El Papa agarró el brazo del jesuita con la misma violencia con la que lo había hecho su madre el día anterior.
—Sí —dijo Julio—. Sí, exacto. El infierno en medio del amor. Porque yo la amaba, la quería de verdad, como nunca había querido a nadie... Tras la muerte de Innocento, ella era la única que significaba algo para mí. Había... había traído la vida a mi vida, si entiendes lo que quiero decir.
«Dios», pensó Sandro, «Maddalena había tomado el lugar de Dios en la vida de Julio... Y al igual que a Dios, la expulsó de ella».
El Papa dejó caer la mano por el brazo de Sandro, aunque mantenía fija su presa.
—Duró solo un instante, lo que se tarda en rezar una oración, y todo acabó. Volví en mí, como si despertara. Me eché junto a ella, junto a Maddalena. Estaba... estaba...
—Muerta —dijo Sandro.
Julio buscó los ojos del jesuita, pero este lograba retener la mirada solo con esfuerzo, hasta que terminó por hundirla.
—¿Qué quieres decir con muerta? —preguntó el pontífice—. No estaba muerta, solo medio inconsciente. ¿Cómo has llegado a pensar que estaba muerta? —Julio indagó en el rostro de Sandro—. Oh, no pensarás que yo... No, ni siquiera estoy hablando de ese día.
—Ah, ¿no?
—No, fue la tarde anterior, la última hora del nueve de abril.
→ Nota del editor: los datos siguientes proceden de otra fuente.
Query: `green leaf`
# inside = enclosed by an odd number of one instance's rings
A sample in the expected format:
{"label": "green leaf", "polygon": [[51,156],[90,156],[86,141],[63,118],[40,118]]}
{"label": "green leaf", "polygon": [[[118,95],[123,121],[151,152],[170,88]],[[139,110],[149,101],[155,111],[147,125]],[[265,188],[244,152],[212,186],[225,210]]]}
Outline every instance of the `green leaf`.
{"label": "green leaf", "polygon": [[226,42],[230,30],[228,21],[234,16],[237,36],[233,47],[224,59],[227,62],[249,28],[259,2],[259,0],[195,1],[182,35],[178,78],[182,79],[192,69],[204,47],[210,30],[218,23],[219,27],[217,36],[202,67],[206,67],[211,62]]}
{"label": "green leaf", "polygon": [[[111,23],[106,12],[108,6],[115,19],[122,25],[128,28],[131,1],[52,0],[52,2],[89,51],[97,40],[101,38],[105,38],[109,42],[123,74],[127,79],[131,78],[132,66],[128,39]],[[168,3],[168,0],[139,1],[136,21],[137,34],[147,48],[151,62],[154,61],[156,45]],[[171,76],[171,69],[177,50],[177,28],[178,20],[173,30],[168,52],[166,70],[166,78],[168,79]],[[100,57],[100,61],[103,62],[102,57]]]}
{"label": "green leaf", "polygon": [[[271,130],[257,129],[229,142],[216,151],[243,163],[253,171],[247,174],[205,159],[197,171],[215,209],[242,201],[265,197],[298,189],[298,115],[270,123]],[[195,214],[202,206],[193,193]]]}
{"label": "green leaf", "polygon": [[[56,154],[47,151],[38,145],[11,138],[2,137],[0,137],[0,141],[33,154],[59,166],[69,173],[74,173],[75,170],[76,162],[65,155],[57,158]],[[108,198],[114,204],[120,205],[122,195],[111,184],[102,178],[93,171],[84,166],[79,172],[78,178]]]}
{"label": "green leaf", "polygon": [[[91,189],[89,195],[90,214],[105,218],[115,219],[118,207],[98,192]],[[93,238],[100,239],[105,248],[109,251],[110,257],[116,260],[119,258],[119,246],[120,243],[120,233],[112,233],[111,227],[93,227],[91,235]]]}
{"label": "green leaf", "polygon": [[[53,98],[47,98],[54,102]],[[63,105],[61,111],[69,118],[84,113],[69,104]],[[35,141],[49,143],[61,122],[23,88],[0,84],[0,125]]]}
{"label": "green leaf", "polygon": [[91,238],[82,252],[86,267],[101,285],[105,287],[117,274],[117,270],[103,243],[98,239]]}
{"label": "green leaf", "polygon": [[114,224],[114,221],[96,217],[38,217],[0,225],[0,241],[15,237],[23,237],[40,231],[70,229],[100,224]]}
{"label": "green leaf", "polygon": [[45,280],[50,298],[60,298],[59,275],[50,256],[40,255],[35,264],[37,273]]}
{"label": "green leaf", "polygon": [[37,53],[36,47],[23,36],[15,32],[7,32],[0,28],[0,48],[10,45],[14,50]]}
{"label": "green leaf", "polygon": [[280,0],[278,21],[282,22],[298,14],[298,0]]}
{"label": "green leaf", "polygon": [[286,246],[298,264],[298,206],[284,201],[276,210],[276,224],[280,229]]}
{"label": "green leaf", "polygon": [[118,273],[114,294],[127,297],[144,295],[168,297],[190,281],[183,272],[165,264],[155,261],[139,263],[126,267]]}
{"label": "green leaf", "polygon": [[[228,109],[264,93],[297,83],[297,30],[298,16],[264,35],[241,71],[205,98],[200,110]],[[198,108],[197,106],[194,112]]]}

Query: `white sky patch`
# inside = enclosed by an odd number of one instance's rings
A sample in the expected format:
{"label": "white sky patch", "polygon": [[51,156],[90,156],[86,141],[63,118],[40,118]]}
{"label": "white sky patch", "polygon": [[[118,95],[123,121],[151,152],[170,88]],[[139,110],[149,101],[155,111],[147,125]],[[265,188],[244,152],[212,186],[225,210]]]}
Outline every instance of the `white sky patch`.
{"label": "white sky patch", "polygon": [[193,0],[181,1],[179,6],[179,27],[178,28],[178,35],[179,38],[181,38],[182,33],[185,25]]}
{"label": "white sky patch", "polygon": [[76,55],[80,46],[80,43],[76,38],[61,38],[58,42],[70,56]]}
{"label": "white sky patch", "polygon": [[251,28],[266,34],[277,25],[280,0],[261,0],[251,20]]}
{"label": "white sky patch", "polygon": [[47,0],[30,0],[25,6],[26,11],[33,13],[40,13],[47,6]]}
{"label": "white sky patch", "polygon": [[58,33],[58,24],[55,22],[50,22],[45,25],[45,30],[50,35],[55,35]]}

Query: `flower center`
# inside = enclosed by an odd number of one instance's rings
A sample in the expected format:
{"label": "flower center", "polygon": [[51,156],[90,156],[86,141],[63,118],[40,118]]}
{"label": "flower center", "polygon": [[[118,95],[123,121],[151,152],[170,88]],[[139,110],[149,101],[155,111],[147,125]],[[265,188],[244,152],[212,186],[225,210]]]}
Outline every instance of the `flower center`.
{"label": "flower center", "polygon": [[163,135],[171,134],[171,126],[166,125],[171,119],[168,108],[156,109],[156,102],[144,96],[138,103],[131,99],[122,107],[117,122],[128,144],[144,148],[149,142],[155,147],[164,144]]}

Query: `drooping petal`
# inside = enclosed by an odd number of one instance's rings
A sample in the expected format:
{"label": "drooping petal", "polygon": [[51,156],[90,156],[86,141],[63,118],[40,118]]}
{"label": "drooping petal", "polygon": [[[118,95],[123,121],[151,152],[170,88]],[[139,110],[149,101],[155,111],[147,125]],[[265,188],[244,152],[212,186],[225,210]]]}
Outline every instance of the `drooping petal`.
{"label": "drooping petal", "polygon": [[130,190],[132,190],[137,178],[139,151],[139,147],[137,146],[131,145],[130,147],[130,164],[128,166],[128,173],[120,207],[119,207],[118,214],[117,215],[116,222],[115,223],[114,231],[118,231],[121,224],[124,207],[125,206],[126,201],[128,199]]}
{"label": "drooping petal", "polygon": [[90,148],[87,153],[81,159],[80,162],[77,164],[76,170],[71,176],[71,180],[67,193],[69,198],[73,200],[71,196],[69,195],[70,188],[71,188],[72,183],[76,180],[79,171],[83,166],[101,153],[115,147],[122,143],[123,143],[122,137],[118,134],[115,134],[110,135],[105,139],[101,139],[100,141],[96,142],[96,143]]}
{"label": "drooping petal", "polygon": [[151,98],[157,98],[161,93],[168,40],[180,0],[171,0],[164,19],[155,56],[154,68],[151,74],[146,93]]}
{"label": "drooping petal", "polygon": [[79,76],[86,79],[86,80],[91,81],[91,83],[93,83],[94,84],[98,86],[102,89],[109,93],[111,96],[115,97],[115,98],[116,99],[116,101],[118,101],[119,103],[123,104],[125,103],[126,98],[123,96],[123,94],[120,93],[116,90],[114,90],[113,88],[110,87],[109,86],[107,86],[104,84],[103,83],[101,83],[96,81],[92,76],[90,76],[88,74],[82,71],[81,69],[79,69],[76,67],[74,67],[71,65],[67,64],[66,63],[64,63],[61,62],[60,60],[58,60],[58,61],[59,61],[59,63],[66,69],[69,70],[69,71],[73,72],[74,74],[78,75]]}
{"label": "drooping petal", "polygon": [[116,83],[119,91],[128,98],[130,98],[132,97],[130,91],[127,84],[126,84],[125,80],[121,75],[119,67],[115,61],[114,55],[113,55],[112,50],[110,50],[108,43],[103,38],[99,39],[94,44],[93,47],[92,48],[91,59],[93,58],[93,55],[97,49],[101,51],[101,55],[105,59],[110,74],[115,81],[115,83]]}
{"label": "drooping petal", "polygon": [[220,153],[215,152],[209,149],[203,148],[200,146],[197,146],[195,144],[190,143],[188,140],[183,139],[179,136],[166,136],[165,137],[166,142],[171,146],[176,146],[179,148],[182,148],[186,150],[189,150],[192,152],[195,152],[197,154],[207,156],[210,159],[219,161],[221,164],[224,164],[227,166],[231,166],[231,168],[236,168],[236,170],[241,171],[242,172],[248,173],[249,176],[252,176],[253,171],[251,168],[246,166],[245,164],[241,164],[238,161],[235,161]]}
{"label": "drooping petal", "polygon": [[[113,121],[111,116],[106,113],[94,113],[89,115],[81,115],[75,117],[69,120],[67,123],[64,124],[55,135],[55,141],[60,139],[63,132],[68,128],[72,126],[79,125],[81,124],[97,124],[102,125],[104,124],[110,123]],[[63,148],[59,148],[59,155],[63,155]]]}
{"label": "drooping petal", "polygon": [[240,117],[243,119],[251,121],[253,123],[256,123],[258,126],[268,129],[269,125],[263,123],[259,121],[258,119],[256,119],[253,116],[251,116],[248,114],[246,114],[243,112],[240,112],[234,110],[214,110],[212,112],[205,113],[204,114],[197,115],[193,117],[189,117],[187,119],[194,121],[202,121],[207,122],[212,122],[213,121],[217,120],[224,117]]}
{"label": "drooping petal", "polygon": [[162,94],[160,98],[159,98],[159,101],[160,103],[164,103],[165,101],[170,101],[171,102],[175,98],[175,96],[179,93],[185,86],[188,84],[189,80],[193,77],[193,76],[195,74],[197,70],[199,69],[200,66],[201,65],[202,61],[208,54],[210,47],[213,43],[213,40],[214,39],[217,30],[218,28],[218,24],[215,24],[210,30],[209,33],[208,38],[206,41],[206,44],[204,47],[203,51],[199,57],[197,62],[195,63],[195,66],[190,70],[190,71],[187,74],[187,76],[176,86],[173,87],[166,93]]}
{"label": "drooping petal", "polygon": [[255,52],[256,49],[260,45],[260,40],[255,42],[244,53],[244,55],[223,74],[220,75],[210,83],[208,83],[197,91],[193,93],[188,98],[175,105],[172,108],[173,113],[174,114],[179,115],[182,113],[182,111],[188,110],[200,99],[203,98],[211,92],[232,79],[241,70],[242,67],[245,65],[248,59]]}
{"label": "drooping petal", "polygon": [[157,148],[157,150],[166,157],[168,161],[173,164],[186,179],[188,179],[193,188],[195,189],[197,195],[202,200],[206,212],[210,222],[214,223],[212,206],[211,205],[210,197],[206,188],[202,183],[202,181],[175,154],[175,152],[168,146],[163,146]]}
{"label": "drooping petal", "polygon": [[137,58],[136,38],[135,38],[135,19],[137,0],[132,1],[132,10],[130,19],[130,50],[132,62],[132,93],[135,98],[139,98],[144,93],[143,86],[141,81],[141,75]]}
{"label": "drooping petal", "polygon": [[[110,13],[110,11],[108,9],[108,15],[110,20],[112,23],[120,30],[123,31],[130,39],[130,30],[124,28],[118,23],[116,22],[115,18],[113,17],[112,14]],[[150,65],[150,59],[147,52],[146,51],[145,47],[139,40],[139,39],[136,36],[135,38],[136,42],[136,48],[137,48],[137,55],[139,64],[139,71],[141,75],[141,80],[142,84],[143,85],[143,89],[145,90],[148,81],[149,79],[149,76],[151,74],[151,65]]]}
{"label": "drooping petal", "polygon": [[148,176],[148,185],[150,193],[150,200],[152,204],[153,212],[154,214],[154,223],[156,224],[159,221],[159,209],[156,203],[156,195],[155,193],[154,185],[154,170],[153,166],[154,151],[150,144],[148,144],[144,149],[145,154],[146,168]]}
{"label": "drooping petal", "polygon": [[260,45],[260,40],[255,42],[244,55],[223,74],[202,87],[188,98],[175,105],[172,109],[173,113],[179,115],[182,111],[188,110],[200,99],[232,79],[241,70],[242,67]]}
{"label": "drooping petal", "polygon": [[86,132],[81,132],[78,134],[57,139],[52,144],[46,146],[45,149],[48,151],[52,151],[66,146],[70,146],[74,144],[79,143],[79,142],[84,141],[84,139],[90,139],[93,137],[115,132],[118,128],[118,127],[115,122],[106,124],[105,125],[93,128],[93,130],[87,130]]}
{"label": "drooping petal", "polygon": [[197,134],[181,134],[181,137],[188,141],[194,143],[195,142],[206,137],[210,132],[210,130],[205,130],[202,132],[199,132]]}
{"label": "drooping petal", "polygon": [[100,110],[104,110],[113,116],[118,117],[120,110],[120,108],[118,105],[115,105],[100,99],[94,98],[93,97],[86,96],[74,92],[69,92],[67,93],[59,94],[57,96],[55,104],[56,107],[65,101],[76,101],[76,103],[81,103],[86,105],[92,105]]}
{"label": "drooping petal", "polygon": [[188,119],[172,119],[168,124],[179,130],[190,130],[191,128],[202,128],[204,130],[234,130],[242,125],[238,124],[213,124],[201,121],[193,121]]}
Dejé a Maddalena medio inconsciente en la cama y me marché de la villa. Esa fue la última vez que la vi con vida.
Sandro frunció el ceño y se sumió en sus pensamientos. Tenía suficiente material como para devanarse los sesos durante las siguientes diez noches: por ejemplo, que un Santo Padre apaleara a su amante o que el mismo pontífice le eligiera precisamente a él para confesarse de tal acto. Ambas ideas le producían un profundo rechazo. Sin embargo, lo que más ocupado le mantenía eran las consecuencias que aquella declaración, o más bien confesión, tenía en el caso.
Partiendo del hecho de que Julio dijera la verdad, y Sandro no entendía para qué mentiría alguien en una confesión, Maddalena aún vivía cuando el Papa se marchó. Había quedado herida, pero no muerta, tras la paliza, y aun aceptando que en el transcurso de la noche del nueve al diez de abril pudiera haber fallecido a consecuencia de los golpes, eso no explicaría la mortal puñalada abierta en su pecho. Murió, pues, y tal y como se había concluido hasta el momento, la tarde del diez de abril, y en ese sentido no había nada que corregir.
Sin embargo, había otro dato que daba que pensar a Sandio: si los moratones, arañazos y golpes no habían sido obra del asesino, entonces el culpable bien podría tratarse de una mujer. La lesión en el brazo de Quirini que Sandro había observado durante su conversación con él, perdía repentinamente su significado.
—Es casi hasta cómico —dijo Julio, cuyo rostro se había ido animando progresivamente, como si saliera el sol tras varios días de lluvia—. ¿De verdad habías pensado que yo había matado a Maddalena?